After making sure that the homemade root file system starts up successfully, it's time to start Arch Linux. Again, insert the microSD-card into the card reader of our computer and format again the fifth section of the memory card:mkfs.ext4 /dev/sdb5
Download the archive with Arch Linux, assembled under armv7, from the official site. Unpack the archive into the archlinux directory and using the command:cp -a archlinux
Copy it to the rootfs section of the microSD card.We clean the directory / media / myuser / rootfs / boot: we don’t need the contents, because the kernel and the device tree are in a separate section of the microSD card:rm –rf /media/myuser/rootfs/boot
Later, you can mount the / dev / sdb4 partition in the boot directory, where we have the kernel image.After that, insert the microSD card into the debug board, power on and enjoy working ArchLinux:
After Arch Linux successfully started, I decided to try running Debian on the debug board as well.

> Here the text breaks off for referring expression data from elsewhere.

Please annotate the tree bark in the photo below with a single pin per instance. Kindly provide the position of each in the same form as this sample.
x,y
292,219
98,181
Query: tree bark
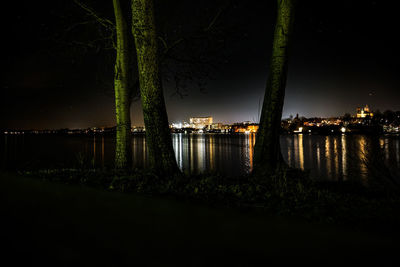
x,y
267,152
158,135
123,147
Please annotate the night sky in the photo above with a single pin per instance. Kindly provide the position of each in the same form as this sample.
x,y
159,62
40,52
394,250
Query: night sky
x,y
344,54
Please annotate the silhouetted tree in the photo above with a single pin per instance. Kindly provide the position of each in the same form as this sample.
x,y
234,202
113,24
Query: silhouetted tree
x,y
122,74
267,153
158,136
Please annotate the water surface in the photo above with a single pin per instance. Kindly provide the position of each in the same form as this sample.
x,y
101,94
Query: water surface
x,y
331,157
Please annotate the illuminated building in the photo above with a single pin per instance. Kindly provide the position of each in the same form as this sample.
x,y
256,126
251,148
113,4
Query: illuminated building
x,y
245,128
201,122
364,112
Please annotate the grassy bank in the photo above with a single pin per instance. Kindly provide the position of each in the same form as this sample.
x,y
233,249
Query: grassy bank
x,y
53,223
289,193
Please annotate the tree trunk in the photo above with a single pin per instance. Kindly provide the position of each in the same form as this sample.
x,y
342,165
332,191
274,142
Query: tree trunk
x,y
267,152
158,135
123,147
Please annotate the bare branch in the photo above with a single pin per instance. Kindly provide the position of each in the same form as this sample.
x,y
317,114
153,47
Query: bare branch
x,y
103,21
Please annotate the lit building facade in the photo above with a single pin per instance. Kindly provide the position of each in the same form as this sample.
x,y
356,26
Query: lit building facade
x,y
201,122
364,112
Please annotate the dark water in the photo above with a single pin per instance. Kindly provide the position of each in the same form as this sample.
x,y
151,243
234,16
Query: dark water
x,y
327,157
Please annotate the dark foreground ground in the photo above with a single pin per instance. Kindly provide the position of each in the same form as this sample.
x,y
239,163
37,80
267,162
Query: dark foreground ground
x,y
48,223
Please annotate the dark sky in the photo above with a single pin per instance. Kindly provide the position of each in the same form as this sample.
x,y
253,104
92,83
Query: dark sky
x,y
344,54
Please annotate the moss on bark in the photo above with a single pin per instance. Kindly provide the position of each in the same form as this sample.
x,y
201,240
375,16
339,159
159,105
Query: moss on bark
x,y
123,147
158,136
267,153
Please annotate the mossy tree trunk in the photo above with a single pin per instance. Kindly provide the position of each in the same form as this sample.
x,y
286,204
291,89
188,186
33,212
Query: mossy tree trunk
x,y
158,135
267,152
123,147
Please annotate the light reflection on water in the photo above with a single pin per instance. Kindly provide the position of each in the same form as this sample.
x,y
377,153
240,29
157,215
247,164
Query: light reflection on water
x,y
330,157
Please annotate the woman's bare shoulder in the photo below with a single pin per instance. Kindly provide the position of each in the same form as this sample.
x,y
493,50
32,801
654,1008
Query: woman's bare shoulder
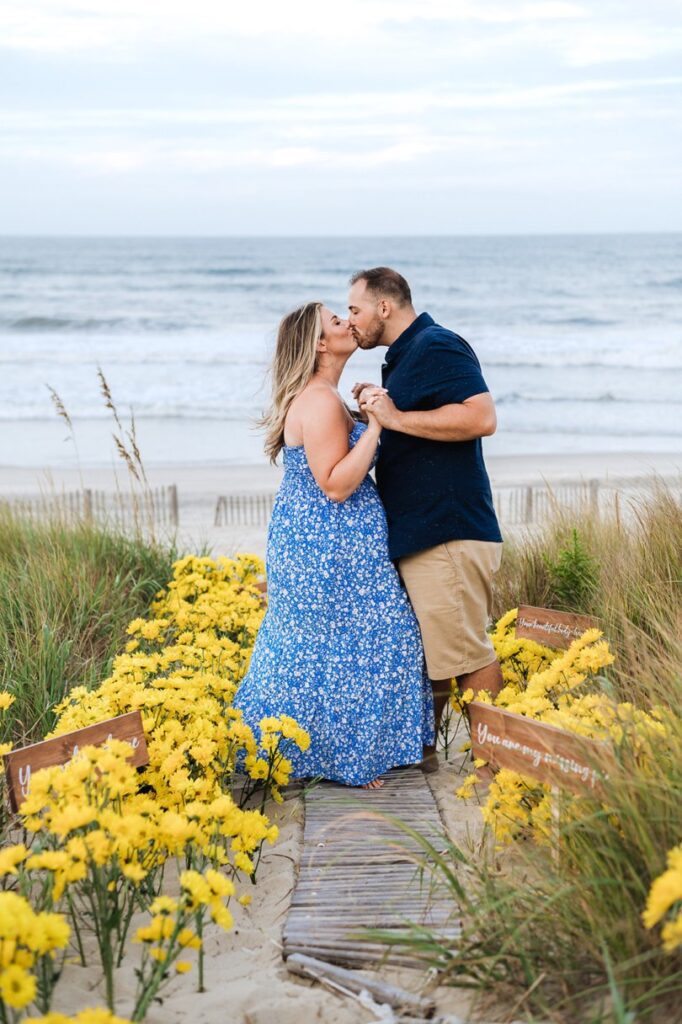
x,y
315,400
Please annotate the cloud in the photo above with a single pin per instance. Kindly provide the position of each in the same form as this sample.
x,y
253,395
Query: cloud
x,y
83,25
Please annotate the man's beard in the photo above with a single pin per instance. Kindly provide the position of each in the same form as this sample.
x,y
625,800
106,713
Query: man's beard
x,y
372,337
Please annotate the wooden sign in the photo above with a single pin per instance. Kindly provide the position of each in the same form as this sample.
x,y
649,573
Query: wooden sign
x,y
543,752
20,764
553,629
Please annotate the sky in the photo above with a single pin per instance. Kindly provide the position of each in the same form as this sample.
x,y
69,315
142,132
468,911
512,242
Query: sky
x,y
356,117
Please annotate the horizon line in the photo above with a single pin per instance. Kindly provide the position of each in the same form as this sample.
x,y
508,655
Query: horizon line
x,y
378,236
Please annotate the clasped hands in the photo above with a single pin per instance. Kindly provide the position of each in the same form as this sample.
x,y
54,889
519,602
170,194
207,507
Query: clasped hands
x,y
375,401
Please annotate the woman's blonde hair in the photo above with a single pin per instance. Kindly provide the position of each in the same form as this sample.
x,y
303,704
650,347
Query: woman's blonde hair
x,y
294,364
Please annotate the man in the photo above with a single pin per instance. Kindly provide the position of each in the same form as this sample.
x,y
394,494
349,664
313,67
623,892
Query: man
x,y
442,531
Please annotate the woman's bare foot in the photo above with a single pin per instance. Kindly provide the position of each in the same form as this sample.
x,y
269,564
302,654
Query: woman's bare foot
x,y
429,759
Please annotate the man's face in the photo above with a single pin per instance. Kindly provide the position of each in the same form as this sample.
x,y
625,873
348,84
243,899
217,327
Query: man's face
x,y
366,324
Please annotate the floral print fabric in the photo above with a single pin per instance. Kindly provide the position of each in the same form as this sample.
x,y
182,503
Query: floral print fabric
x,y
339,648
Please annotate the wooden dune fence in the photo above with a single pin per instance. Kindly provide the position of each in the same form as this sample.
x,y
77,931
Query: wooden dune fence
x,y
244,510
515,506
156,505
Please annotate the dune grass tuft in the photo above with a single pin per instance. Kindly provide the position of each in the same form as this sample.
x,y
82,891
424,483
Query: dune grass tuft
x,y
555,932
68,592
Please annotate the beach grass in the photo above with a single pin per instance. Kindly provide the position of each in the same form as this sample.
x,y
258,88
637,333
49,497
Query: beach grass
x,y
68,592
624,567
554,932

Using absolutely similar manipulations with the root file system, it successfully worked:
Conclusion
In the course of this article, we played enough with the STM32MP157A-DK1 debug board: we built U-Boot, the Linux kernel, our own root file system for it, and also launched Arch Linux and Debian. I hope this material will be useful to someone both when working with processors of the STM32MP1 family, or with any other single-board on ARM.